# Applying the Biot-Savart Law to solenoids

1. Feb 13, 2015

### RawrSpoon

Not really homework but I figured this was the best place to post anyway.

1. The problem statement, all variables and given/known data

I want to find the magnetic field B for an arbitrary solenoid using the Biot-Savart Law. I can find it easily through Ampere's Law, but I'd like mastery over the Biot-Savart Law.

2. Relevant equations
$$B=\frac{μ_{0}}{4\pi}\int \frac{K \times (r-r')}{|r-r'|^3}da'$$
As there's no curly r as used in Griffiths Electrodynamnics, I'll replace curly r with an arbitrary symbol γ such that
$$\gamma=r-r'$$
Thus
$$\hat{\gamma}=\frac {r-r'}{|r-r'|}$$
And so
$$B=\frac{μ_{0}}{4\pi}\int \frac{K \times \hat{\gamma}}{\gamma^2}da'$$
Maybe unnecessary but perhaps not. I just enjoy that notation as it's what I'm used to.

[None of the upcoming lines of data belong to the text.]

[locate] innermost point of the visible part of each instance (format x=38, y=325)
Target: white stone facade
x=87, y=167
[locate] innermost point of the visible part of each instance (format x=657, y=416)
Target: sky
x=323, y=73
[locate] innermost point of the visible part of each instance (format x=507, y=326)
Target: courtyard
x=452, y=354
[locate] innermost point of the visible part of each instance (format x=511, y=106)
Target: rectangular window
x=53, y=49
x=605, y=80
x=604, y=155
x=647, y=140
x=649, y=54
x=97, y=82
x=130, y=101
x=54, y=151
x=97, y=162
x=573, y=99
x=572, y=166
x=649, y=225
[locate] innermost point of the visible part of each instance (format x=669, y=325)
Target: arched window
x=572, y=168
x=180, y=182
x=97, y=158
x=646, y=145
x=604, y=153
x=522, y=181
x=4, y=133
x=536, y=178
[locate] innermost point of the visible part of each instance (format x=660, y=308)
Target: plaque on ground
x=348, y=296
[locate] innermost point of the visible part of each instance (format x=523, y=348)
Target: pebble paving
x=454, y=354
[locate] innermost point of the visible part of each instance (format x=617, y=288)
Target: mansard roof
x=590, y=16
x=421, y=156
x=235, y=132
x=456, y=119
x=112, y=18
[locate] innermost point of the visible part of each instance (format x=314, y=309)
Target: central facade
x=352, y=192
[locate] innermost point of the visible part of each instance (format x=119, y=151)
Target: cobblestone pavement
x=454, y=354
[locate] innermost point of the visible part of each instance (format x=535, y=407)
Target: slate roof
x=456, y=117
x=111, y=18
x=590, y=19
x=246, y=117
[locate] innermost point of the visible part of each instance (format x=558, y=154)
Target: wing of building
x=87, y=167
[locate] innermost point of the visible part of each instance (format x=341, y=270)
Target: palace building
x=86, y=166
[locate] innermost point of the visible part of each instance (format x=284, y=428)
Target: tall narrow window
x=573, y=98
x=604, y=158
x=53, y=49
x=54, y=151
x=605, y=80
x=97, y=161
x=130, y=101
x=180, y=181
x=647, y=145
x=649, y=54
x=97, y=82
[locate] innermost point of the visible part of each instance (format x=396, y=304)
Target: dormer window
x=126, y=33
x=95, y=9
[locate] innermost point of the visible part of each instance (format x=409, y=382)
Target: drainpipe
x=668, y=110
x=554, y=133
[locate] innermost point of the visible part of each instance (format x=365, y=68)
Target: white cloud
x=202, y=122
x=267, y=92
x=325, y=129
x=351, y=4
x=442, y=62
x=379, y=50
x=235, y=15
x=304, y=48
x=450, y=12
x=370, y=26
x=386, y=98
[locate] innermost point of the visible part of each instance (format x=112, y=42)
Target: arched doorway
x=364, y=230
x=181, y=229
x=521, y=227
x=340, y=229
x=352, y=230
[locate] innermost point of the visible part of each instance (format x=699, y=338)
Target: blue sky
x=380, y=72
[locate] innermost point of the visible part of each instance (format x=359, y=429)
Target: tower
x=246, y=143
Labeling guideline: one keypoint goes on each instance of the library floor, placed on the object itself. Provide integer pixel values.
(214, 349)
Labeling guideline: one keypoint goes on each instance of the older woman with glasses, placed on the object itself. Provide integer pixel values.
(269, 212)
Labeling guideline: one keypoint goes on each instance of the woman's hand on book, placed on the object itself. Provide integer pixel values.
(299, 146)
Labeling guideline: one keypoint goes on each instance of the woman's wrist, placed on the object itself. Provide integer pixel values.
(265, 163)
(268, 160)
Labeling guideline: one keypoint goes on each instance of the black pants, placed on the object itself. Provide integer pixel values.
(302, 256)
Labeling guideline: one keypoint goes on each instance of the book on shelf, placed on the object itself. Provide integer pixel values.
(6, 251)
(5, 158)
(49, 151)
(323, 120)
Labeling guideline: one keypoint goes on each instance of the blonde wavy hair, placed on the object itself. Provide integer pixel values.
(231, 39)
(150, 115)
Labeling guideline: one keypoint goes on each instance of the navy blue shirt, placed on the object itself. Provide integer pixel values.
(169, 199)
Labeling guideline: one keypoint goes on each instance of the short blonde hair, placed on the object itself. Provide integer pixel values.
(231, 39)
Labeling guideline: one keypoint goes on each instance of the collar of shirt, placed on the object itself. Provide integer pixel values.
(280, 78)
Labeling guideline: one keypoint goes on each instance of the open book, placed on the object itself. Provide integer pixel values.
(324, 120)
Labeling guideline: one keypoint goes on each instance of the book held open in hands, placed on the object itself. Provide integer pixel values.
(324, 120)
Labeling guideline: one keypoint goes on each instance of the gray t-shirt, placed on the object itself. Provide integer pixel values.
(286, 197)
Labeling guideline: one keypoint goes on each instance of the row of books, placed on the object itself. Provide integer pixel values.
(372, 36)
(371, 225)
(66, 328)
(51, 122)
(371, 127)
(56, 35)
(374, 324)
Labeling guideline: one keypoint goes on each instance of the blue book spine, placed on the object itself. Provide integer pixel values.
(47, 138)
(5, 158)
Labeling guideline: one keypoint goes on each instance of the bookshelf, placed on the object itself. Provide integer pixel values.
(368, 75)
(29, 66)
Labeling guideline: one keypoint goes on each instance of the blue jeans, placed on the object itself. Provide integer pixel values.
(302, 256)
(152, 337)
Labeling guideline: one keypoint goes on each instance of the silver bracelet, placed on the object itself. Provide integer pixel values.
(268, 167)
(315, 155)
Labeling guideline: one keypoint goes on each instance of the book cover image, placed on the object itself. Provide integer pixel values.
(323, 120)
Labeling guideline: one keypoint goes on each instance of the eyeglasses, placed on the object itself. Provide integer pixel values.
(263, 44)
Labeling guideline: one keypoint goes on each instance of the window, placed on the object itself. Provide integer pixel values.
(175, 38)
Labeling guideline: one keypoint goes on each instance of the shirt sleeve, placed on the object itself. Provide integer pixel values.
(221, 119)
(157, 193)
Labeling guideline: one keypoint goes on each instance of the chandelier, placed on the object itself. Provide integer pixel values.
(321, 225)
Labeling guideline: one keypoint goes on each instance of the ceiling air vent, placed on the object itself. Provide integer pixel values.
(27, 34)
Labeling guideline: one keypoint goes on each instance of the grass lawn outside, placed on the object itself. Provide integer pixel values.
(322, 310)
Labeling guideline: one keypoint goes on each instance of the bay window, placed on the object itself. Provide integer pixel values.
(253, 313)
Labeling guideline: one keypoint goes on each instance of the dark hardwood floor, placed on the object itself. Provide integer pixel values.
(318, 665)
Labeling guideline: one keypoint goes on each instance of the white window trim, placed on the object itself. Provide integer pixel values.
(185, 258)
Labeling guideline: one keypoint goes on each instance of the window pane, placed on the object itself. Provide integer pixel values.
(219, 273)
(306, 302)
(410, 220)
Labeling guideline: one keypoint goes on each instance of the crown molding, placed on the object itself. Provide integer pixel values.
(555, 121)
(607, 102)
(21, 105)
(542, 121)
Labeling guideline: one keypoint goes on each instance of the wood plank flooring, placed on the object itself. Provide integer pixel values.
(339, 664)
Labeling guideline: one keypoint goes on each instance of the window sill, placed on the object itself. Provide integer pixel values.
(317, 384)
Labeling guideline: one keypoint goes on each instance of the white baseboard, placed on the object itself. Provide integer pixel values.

3. The attempt at a solution

As K is the surface charge density, I'll make the supposition that
$$K=\frac{NI}{L}=nI$$
where N is the number of turns on the solenoid, and L is the length of said solenoid.

And this is where I get stuck. Whereas I easily found the magnetic field due to a single loop of wire, the solenoid having length makes me be very unsure as to where to even begin. Whereas a loop of wire has γ easily defined as
$$\gamma=\sqrt {R^2+x^2}$$
where R is the radius of the loop of wire and x is the distance of an arbitrary point M along the same axis as the loop

I've found that γ at the part of the solenoid closest to M is equal to
$$\gamma=\sqrt {R^2+x^2}$$
the part of the solenoid furthest from M gives a γ of
$$\gamma=\sqrt {R^2+(x+L)^2}$$

I'm really lost. This doesn't mean I haven't tried my hardest or I'm being lazy. Any attempt to solve in a similar manner to that of a loop of wire ends up giving me multiple integrals that become a massive headache really quickly. Any nudge in the right direction would be greatly appreciated. If anything is unclear, let me know so I can try to either clarify my language or even attempt to draw a (likely very poor quality) image.

Last edited: Feb 13, 2015
2. Feb 13, 2015

### BvU

Perhaps example 30.33 here ? It's already pretty hefty.
But I suppose you already went through that and now want a real challenge.
However, the general case is probably done numerically most of the time ('using software' this guy says :) ).

3. Feb 15, 2015

### RawrSpoon

I hadn't done one like that problem actually so thank you so much for that! And I'm a little disappointed the integrals are very difficult by hand, but at least now I know a little better when to use Ampere's Law. Thank you.